I was going through pandas documentation. And it quoted that enter image description here

I have a sample csv data file.

Date
22-01-1943
15-10-1932
23-11-1910
04-05-2000
02-02-1943
01-01-1943
28-08-1943
31-12-1943
22-01-1943
15-10-1932
23-11-1910
04-05-2000
02-02-1943
01-01-1943
28-08-1943
31-12-1943
22-01-1943
15-10-1932
23-11-1910
04-05-2000
02-02-1943
01-01-1943
28-08-1943
31-12-1943
22-01-1943
15-10-1932
23-11-1910
04-05-2000
02-02-1943
01-01-1943
28-08-1943
31-12-1943

Next I tried

In [174]: %timeit df = pd.read_csv("a.csv", parse_dates=["Date"])
1.5 ms ± 178 µs per loop (mean ± std. dev. of 7 runs, 1000 loops each)

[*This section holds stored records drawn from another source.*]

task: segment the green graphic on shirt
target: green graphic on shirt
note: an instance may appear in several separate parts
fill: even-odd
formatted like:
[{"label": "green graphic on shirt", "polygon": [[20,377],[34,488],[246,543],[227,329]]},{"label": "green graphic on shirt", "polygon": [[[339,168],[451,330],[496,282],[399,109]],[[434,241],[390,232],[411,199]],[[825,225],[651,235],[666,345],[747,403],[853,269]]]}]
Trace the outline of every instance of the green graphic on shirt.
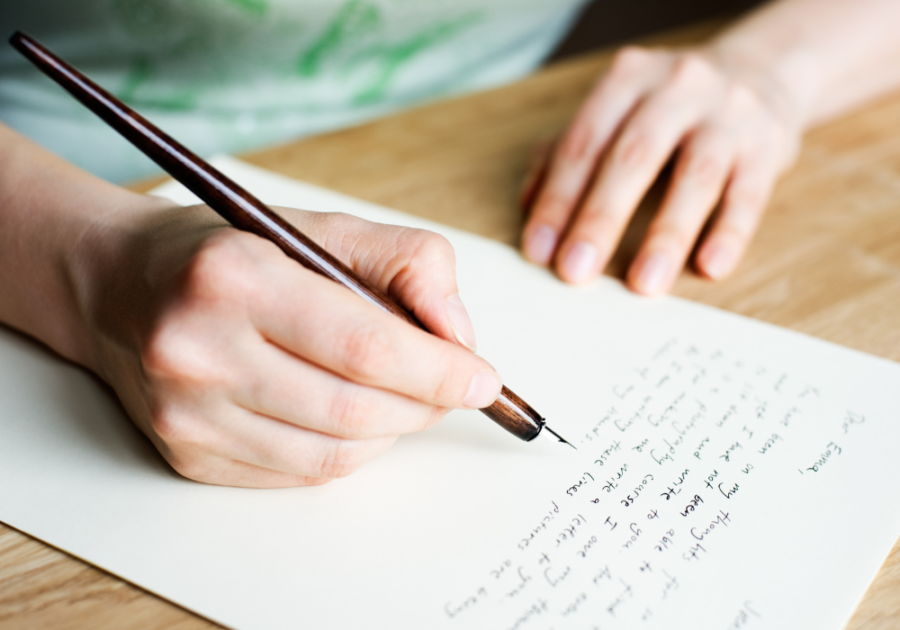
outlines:
[{"label": "green graphic on shirt", "polygon": [[[109,0],[110,15],[136,50],[116,94],[138,107],[196,109],[233,76],[230,49],[271,20],[270,0]],[[301,30],[297,25],[296,30]],[[202,68],[192,80],[182,68]],[[174,78],[173,78],[174,77]]]},{"label": "green graphic on shirt", "polygon": [[381,12],[364,0],[350,0],[335,14],[321,37],[300,57],[297,72],[302,77],[314,76],[329,56],[341,50],[348,41],[374,31],[381,22]]},{"label": "green graphic on shirt", "polygon": [[225,0],[225,2],[254,15],[265,15],[266,11],[269,10],[266,0]]},{"label": "green graphic on shirt", "polygon": [[194,94],[187,92],[171,96],[139,97],[137,94],[138,90],[141,86],[149,83],[153,79],[154,74],[153,62],[146,57],[139,57],[128,71],[125,82],[119,88],[117,96],[130,105],[141,107],[152,107],[168,111],[194,109],[196,105]]},{"label": "green graphic on shirt", "polygon": [[392,79],[405,64],[477,23],[479,18],[479,13],[470,12],[433,24],[396,43],[382,43],[377,39],[372,42],[373,36],[382,30],[381,9],[366,0],[349,0],[319,38],[300,55],[297,74],[314,77],[330,64],[344,77],[364,71],[367,78],[351,100],[355,105],[376,103],[384,98]]},{"label": "green graphic on shirt", "polygon": [[[455,54],[450,49],[454,38],[486,19],[485,10],[472,4],[443,12],[405,13],[395,6],[396,0],[387,4],[333,0],[323,16],[326,20],[318,23],[313,37],[306,37],[308,26],[298,19],[306,12],[302,3],[286,13],[276,0],[108,2],[111,15],[135,48],[118,96],[138,107],[172,112],[202,104],[207,111],[240,107],[260,115],[261,108],[248,104],[248,98],[237,106],[225,100],[211,102],[211,95],[236,77],[247,76],[248,60],[253,59],[266,64],[254,72],[293,84],[293,89],[316,85],[319,94],[330,86],[347,107],[390,100],[399,81],[406,85],[407,68],[425,75],[421,87],[407,98],[434,95],[439,88],[434,87],[430,69],[413,67],[413,62],[437,48],[445,49],[444,58]],[[268,45],[267,36],[284,38],[291,32],[303,42],[299,55],[292,57]],[[257,48],[246,48],[254,40],[260,42]]]},{"label": "green graphic on shirt", "polygon": [[450,39],[477,21],[476,14],[465,15],[455,21],[436,24],[394,46],[377,46],[360,53],[367,60],[376,58],[379,67],[371,83],[354,97],[353,102],[357,105],[366,105],[380,101],[390,87],[394,75],[405,63],[420,52],[436,46],[443,40]]}]

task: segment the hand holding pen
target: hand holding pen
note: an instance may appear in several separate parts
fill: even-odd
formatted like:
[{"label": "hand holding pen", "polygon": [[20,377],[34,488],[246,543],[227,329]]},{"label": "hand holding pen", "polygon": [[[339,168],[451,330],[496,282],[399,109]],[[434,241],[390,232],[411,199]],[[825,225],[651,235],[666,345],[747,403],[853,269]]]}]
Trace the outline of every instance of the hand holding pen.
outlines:
[{"label": "hand holding pen", "polygon": [[[128,120],[146,125],[142,137],[159,133]],[[64,278],[42,273],[46,251],[23,252],[31,260],[18,266],[37,277],[22,278],[12,303],[23,307],[2,319],[102,376],[181,474],[237,486],[322,483],[450,408],[487,408],[522,439],[542,433],[543,419],[471,352],[442,237],[343,215],[281,210],[284,220],[165,139],[160,161],[177,155],[182,182],[185,164],[211,178],[219,188],[194,191],[244,230],[263,223],[259,238],[208,208],[133,195],[4,135],[13,175],[53,173],[56,184],[21,196],[18,232],[7,238],[58,249],[62,264],[51,266]],[[29,204],[46,224],[24,218]],[[47,290],[35,292],[35,281]]]},{"label": "hand holding pen", "polygon": [[3,201],[0,320],[99,375],[186,477],[324,483],[500,391],[453,332],[474,343],[432,233],[279,209],[430,335],[209,208],[108,184],[2,125],[0,155],[22,191]]},{"label": "hand holding pen", "polygon": [[[433,233],[282,209],[437,335],[382,312],[228,227],[208,208],[95,225],[88,304],[104,372],[182,475],[237,486],[345,476],[451,409],[492,403],[449,244]],[[120,296],[129,296],[123,301]],[[127,309],[122,317],[122,309]]]}]

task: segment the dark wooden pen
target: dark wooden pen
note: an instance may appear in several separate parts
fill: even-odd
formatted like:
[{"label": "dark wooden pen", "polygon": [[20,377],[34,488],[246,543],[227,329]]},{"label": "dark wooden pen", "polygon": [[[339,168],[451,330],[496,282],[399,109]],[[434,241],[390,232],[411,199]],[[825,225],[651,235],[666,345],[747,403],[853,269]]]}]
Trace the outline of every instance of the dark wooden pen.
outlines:
[{"label": "dark wooden pen", "polygon": [[[252,232],[278,245],[301,265],[338,282],[358,296],[414,326],[425,327],[411,313],[378,288],[354,274],[344,263],[272,211],[218,170],[163,133],[143,116],[51,53],[32,37],[16,32],[10,44],[42,72],[102,118],[113,129],[206,202],[234,227]],[[481,410],[513,435],[530,441],[543,431],[564,440],[546,421],[512,390],[503,387],[500,397]]]}]

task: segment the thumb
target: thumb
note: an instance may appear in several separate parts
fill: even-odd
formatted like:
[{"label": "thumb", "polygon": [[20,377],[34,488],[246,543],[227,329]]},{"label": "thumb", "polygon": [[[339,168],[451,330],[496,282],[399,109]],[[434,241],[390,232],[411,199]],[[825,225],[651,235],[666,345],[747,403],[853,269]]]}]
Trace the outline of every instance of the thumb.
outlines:
[{"label": "thumb", "polygon": [[431,333],[475,352],[475,328],[459,296],[456,255],[446,238],[346,214],[290,209],[284,214]]}]

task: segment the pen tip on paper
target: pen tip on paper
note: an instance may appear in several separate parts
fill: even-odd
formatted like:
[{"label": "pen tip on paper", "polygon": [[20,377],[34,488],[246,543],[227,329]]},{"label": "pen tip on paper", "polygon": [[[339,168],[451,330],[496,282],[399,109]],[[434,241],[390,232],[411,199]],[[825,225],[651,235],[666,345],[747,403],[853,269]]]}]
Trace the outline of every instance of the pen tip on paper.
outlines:
[{"label": "pen tip on paper", "polygon": [[564,438],[564,437],[561,436],[559,433],[557,433],[556,431],[554,431],[553,429],[551,429],[550,427],[548,427],[546,424],[544,424],[543,430],[544,430],[544,431],[549,431],[549,432],[550,432],[550,435],[552,435],[553,437],[555,437],[556,440],[557,440],[558,442],[562,442],[563,444],[568,444],[569,446],[571,446],[572,448],[574,448],[576,451],[578,450],[577,448],[575,448],[575,445],[574,445],[574,444],[572,444],[571,442],[569,442],[566,438]]}]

In [175]: %timeit df = pd.read_csv("a.csv", parse_dates=["Date"], infer_datetime_format=True)
1.73 ms ± 45 µs per loop (mean ± std. dev. of 7 runs, 1000 loops each)

So, according to the documentation it should be less time. Is my understanding correct? Or on what data does the statement hold good?

Update: Pandas version - '1.0.5'

bigbounty
  • 16,526
  • 5
  • 37
  • 65
  • @ALollz Updated question with pandas version – bigbounty Jul 26 '20 at 15:47
  • 3
    Yeah, my feeling is that the "faster parsing" is now not really an issue: This is an old answer of mine: https://stackoverflow.com/questions/52480839/slow-pd-to-datetime. You can see that one of the date formats used to take 14 second to parse, but using infer freq it would take only like ~300 ms (probably like pd.__version__ 0.23 or something). Now with 1.0.5 that format is parsed in a blazing 9ms. So there *might* be some weird format for which you'd still see that slow parsing automatically (in which case infer_datetieme_format` will save a HUGE amount of time) but not in this case – ALollz Jul 26 '20 at 15:50
  • 2
    For reference, the performance improvement was implemented in v 0.25.0: https://github.com/pandas-dev/pandas/pull/25922. Seems like basically everything that can be inferred now has a fast cython parsing that will be used instead of `dateutil.parser.parser`. But maybe there's some straggler – ALollz Jul 26 '20 at 16:13
  • 1
    This seems like a pretty small CSV, where the one-time-cost of inferring a format may take longer than the accumulated per-item saving. Have you tried parsing files of significant length? – MisterMiyagi Jul 28 '20 at 14:51

1 Answers1

1

What you actually want to do is add dayfirst = True

%timeit df = pd.read_csv("C:/Users/k_sego/Dates.csv", parse_dates=["Date"],dayfirst = True, infer_datetime_format=True)
1.96 ms ± 115 µs per loop (mean ± std. dev. of 7 runs, 1000 loops each)

Compared to

%timeit df = pd.read_csv("C:/Users/k_sego/Dates.csv", parse_dates=["Date"])
2.38 ms ± 182 µs per loop (mean ± std. dev. of 7 runs, 1000 loops each)

and

%timeit df = pd.read_csv("C:/Users/k_sego/Dates.csv", parse_dates=["Date"], infer_datetime_format=True)
3.02 ms ± 670 µs per loop (mean ± std. dev. of 7 runs, 100 loops each)

The solution is to reduce the number of choices read_csv has to do things.